The nurse is planning care for a client with a pulmonary embolism. Which nursing action would assist with the client's decrease in cardiac output? A) Provide oxygen B) Keep protamine sulfate at the bedside C) Monitor pulmonary arterial pressures D) Assess for bleeding
C) Monitor pulmonary arterial pressures The client with a pulmonary embolism and decreased cardiac output is at risk for developing right heart failure. The nurse should monitor pulmonary arterial pressures. Oxygen would be appropriate for the client with impaired gas exchange. Assessing for bleeding and keeping protamine sulfate at the bedside would be appropriate for the client who is taking heparin.
The nurse is preparing to discharge a client recovering from a pulmonary embolism (PE). Which topics should the nurse to include in the teaching session? Select all that apply. A) Limit the use of over-the-counter medications B) Diet to include green leafy vegetables C) Symptoms of recurrence D) Anticoagulant administration schedule E) Resume normal activity level
C) Symptoms of recurrence D) Anticoagulant administration schedule The nurse should instruct the client in symptoms of bleeding or recurrence of a PE and the schedule for anticoagulation administration. The client being discharged after treatment for a PE needs to be instructed in avoiding all over-the-counter medications, avoiding green leafy vegetables because of vitamin K, and adhering to the physician's prescribed activity level.
A client scheduled for surgery is being instructed in leg exercises and the pneumatic compression device. The nurse includes these instructions to decrease which postoperative complication? A) Infection B) Delayed wound healing C) Contractures D) Deep vein thrombosis
D) Deep vein thrombosis The best care for a pulmonary embolism (PE) is prevention.

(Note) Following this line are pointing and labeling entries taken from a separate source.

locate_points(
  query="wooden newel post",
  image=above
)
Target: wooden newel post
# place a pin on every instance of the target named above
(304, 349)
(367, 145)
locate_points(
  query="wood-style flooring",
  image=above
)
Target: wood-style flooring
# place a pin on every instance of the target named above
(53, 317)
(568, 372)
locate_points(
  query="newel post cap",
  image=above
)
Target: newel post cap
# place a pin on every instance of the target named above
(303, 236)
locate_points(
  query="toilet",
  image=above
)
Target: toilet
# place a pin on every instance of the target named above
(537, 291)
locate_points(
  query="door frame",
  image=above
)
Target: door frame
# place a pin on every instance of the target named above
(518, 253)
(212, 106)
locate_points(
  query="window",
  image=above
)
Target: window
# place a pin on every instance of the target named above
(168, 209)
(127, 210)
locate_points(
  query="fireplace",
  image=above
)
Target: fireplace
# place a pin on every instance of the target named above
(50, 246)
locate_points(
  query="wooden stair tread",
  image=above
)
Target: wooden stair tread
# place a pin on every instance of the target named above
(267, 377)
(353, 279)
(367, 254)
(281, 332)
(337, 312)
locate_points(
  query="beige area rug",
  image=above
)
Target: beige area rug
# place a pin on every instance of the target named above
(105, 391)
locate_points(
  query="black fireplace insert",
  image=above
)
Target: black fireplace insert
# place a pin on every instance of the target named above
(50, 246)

Since surgical clients have an increased risk of developing a PE postoperatively, instructions should include ways to encourage movement, such as leg exercises, and the need for pneumatic compression devices to maintain lower extremity circulation and prevent the development of a deep vein thrombosis. Exercises and pneumatic compression devices do not prevent infection, encourage wound healing, or prevent contractures.

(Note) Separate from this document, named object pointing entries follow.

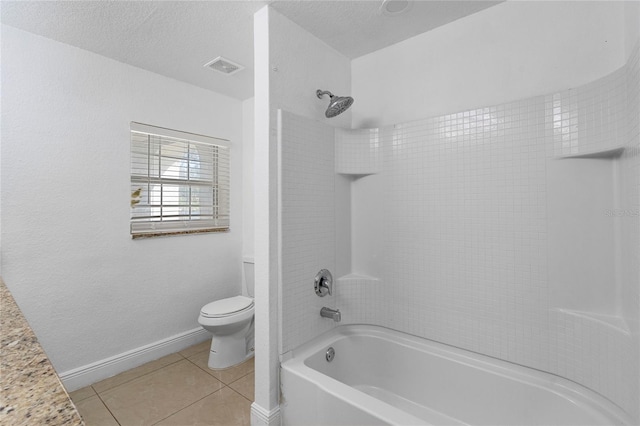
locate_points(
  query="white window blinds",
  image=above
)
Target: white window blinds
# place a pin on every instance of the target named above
(179, 182)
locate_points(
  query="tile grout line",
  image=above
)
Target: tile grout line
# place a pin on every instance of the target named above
(107, 407)
(208, 371)
(195, 402)
(240, 394)
(137, 377)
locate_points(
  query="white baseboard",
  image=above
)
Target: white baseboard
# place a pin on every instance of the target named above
(94, 372)
(263, 417)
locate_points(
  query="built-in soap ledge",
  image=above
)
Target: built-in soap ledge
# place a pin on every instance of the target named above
(610, 153)
(356, 175)
(611, 321)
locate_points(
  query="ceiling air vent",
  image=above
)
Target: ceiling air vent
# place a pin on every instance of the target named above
(224, 66)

The nurse is caring for a client who develops dyspnea and chest pain. Which diagnostic finding is consistent with a pulmonary embolism (PE)? A) Lack of infiltrates on chest x-ray B) Metabolic alkalosis on arterial blood gas C) Elevated CO2 level found on end-tidal carbon dioxide monitor D) Tachycardia and nonspecific T-wave changes on EKG
D) Tachycardia and nonspecific T-wave changes on EKG With PE, tachycardia and nonspecific T-wave changes occur on EKG. Pulmonary infiltration is common on a chest x-ray. The client with a PE will likely have respiratory alkalosis from rapid breathing, not metabolic alkalosis. The end-tidal CO2 (EtCO2) monitor will be decreased, not increased, due to rapid breathing.